Self-Suerpvised Learning (SSL) for sensor-based human activity recognition
While working as a post-doctoral researcher at Maastricht University, I was fortunate enough to be the daily supervisor of Bulat Khaertdinov, a Ph.D. candidate at UM. I guided and collaborated with Bulat to work in Self-Supervised Learning (SSL) for sensor-based Human Activity Recognition (HAR). During my Ph.D. research, when working on Deep Metric Learning, I recognized that SSL could improve the learning process, especially for those tasks (e.g., sensor-based HAR) where data collection and annotation are time-consuming and expensive. We conducted two studies, introducing a novel method based on contrastive-based SSL. Our study also addressed the problem of negative pairs in contrastive learning by using dynamic temperature scaling within a contrastive loss function. The extensive evaluations of three widely used open-source datasets have shown that the proposed method achieves state-of-the-art SSL activity recognition task results. Furthermore, it has demonstrated strong potential in semi-supervised and transfer learning by outperforming many counterpart baseline methods.
Related Publications
Contrastive Self-supervised Learning for Sensor-based Human Activity Recognition
Bulat Khaertdinov, Esam Ghaleb, and Stylianos Asteriadis
In 2021 IEEE International Joint Conference on Biometrics (IJCB) 2021
Deep Learning models, applied to a sensor-based Human Activity Recognition task, usually require vast amounts of annotated time-series data to extract robust features. However, annotating signals coming from wearable sensors can be a tedious and, often, not so intuitive process, that requires specialized tools and predefined scenarios, making it an expensive and time-consuming task. This paper combines one of the most recent advances in Self-Supervised Leaning (SSL), namely a SimCLR framework, with a powerful transformer-based encoder to introduce a Contrastive Self-supervised learning approach to Sensor-based Human Activity Recognition (CSSHAR) that learns feature representations from unlabeled sensory data. Extensive experiments conducted on three widely used public datasets have shown that the proposed method outperforms recent SSL models. Moreover, CSSHAR is capable of extracting more robust features than the identical supervised transformer when transferring knowledge from one dataset to another as well as when very limited amounts of annotated data are available.

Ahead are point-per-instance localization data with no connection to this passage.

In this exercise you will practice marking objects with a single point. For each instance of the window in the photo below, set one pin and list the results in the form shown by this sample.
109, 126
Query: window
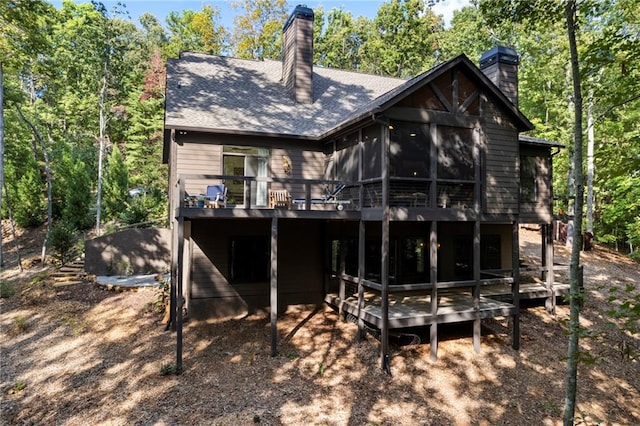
245, 161
250, 259
410, 146
490, 255
528, 178
490, 252
455, 153
410, 265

Deep Triplet Networks with Attention for Sensor-based Human Activity Recognition
Bulat Khaertdinov, Esam Ghaleb, and others
In 2021 IEEE International Conference on Pervasive Computing and Communications (PerCom) Mar 2021
One of the most significant challenges in Human Activity Recognition using wearable devices is inter-class similarities and subject heterogeneity. These problems lead to the difficulties in constructing robust feature representations that might negatively affect the quality of recognition. This study, for the first time, applies deep triplet networks with various triplet loss functions and mining methods to the Human Activity Recognition task. Moreover, we introduce a novel method for constructing hard triplets by exploiting similarities between subjects performing the same activities using the concept of Hierarchical Triplet Loss. Our deep triplet models are based on the recent state-of-the-art LSTM networks with two attention mechanisms. The extensive experiments conducted in this paper identify important hyperparameters and settings for training deep metric learning models on widely-used open-source Human Activity Recognition datasets. The comparison of the proposed models against the recent benchmark models shows that deep metric learning approach has the potential to improve the quality of recognition. Specifically, at least one of the implemented triplet networks shows the state-of-the-art results for each dataset used in this study, namely PAMAP2, USC-HAD and MHEALTH. Another positive effect of applying deep triplet networks and especially the proposed sampling algorithm is that feature representations are less affected by inter-class similarities and subject heterogeneity issues.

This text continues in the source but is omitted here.